Charles Mordaunt was born in 1658, the son of John, 1st Viscount Mordaunt (of Avalon and Baron Mordaunt of Reigate) and Elizabeth Carey (grand-daughter of 1st Earl of Monmouth). His father died on 5 June 1675 so he succeeded to the peerage as Viscount Mordaunt. He did not become Earl of Peterborough until 19 June 1697 when his uncle Henry, the 2nd Earl, died. Charles was educated at Tonbridge and Christ Church, Oxford. At the age of 16 he joined the Mediterranean Fleet and was in the expedition to Tangier. He then entered political life as an enthusiastic Whig, strongly opposed to the Catholic James Duke of York. When James became King, Charles hurried away to Holland. There he worked hard to persuade William or Orange to invade England. Eventually William was persuaded and Charles accompanied him to Torbay.
Viscount Mordaunt was now in a very favourable position, being so close to the monarch.

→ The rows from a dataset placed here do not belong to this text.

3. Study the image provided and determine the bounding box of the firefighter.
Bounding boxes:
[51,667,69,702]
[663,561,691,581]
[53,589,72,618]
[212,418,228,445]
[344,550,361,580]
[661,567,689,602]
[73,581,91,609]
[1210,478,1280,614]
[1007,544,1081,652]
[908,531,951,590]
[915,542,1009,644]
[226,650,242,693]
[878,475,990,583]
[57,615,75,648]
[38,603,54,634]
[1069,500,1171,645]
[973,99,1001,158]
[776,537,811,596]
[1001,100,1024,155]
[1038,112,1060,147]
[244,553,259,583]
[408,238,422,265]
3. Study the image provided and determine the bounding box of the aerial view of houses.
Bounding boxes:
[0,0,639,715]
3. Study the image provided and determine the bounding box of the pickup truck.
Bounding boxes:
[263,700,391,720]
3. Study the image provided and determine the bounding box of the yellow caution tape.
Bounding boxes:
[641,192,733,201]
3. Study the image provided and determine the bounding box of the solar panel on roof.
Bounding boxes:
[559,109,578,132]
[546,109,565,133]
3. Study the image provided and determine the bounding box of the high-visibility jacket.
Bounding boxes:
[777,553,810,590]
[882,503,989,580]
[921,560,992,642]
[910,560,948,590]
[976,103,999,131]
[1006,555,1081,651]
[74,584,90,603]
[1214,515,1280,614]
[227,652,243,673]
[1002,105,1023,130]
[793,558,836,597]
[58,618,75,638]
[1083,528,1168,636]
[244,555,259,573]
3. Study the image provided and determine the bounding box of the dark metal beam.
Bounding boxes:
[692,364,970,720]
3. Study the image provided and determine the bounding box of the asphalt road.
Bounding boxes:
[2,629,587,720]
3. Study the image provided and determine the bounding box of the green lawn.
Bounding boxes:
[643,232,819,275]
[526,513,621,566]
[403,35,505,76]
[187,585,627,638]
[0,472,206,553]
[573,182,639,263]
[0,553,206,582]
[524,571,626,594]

He was appointed to the Privy Council in 1689, and in the same year was made First Lord of the Treasury and Earl of Monmouth. However he made some bad decisions and fell foul of King William so that he spent a brief period in the Tower of London in 1697. Some years after his release he proved politically troublesome so he was appointed Commander-in-Chief of land forces in Spain during the War of the Spanish Succession. He commanded in person at the siege of Barcelona and led the attack on the east side of Fort Montjuic. He was later criticised for lack of enthusiasm and lukewarm support for the Archduke Charles who the allies had placed on the Spanish throne. In his history of the Somerset Light Infantry, Sir Henry Everett had this to say of the Earl:
'Historians differ as to his abilities as a great military commander, though fame has given him a place among English soldiers of the period as second only to Marlborough. His previous military experience was chiefly at sea, but there was no exploit on this element to his credit which would lead one to suppose that he was fitted for supreme command of an important expedition. It is recorded that the siege of Barcelona was commenced against his advice, but when once decided on, he carried out the execution with commendable zeal. He was undoubtedly eccentric, vainglorious and quarrelsome. He appears to have hated foreigners, including his allies, and he despised Charles III whom he was commissioned to place on the throne of Spain. He was romantic, addicted to pleasure and the charms of the fair sex. Yet with all these drawbacks, he had undoubted military virtues, he was popular with his subordinates, and made the best use of the irregular Spaniards under his command, whom he thoroughly understood. He believed in and practiced mobility, he was a master in the minor stratagems of war, and appreciated the value of the elements of secrecy and surprise in his operations. To his credit it may be said that as long as he was in charge of the campaign in Eastern Spain the arms of the Allies were consistently victorious.'
While in Spain he had as one of the English regiments under his command, the 13th (Barrymore's) Regiment of Foot. He must have had a high regard for the regiment because he chose them to be transformed from infantry into dragoons. His sense of the dramatic became apparent when, in Jan 1706, the regiment paraded, totally unaware of what was in store for them. They were led, 500 of them, around a hill to find, on the other side, 500 horses all saddled and prepared for them. So for the next seven years one part of the 13th Regiment operated as dragoons and were known as Pearce's Dragoons. The Earl of Peterborough, by this act made one more enemy; the Colonel of the 13th, The Earl of Barrymore, who complained bitterly to Queen Anne that his regiment had been ruined.
On his return to England there were angry debates in the House of Lords where his military exploits divided opinion, but the end result was that he was thanked by the House. However, he was still regarded as a problem and sent off once more to Vienna. In August 1712 he was appointed Colonel of the Royal Horse Guards which lasted until June 1715. In 1713 he was appointed Knight of the Garter, but when George I ascended the throne of Britain on 1 Aug 1714 he lost any influence that he still had. He was married (1678) to Carey Fraser, a third cousin, and had three children, two of whom died in 1710. His wife Carey died in 1709, and in 1722 he secretly married Anastasia Robinson, an opera singer and Handel's favourite soprano. The Earl died in Lisbon on 25 October 1735 and his remains were buried at Turvey in Bedfordshire. The portrait is one of at least two painted of Charles Mordaunt by Sir Godfrey Kneller. This one was painted c1715 and is in the National Portrait Gallery.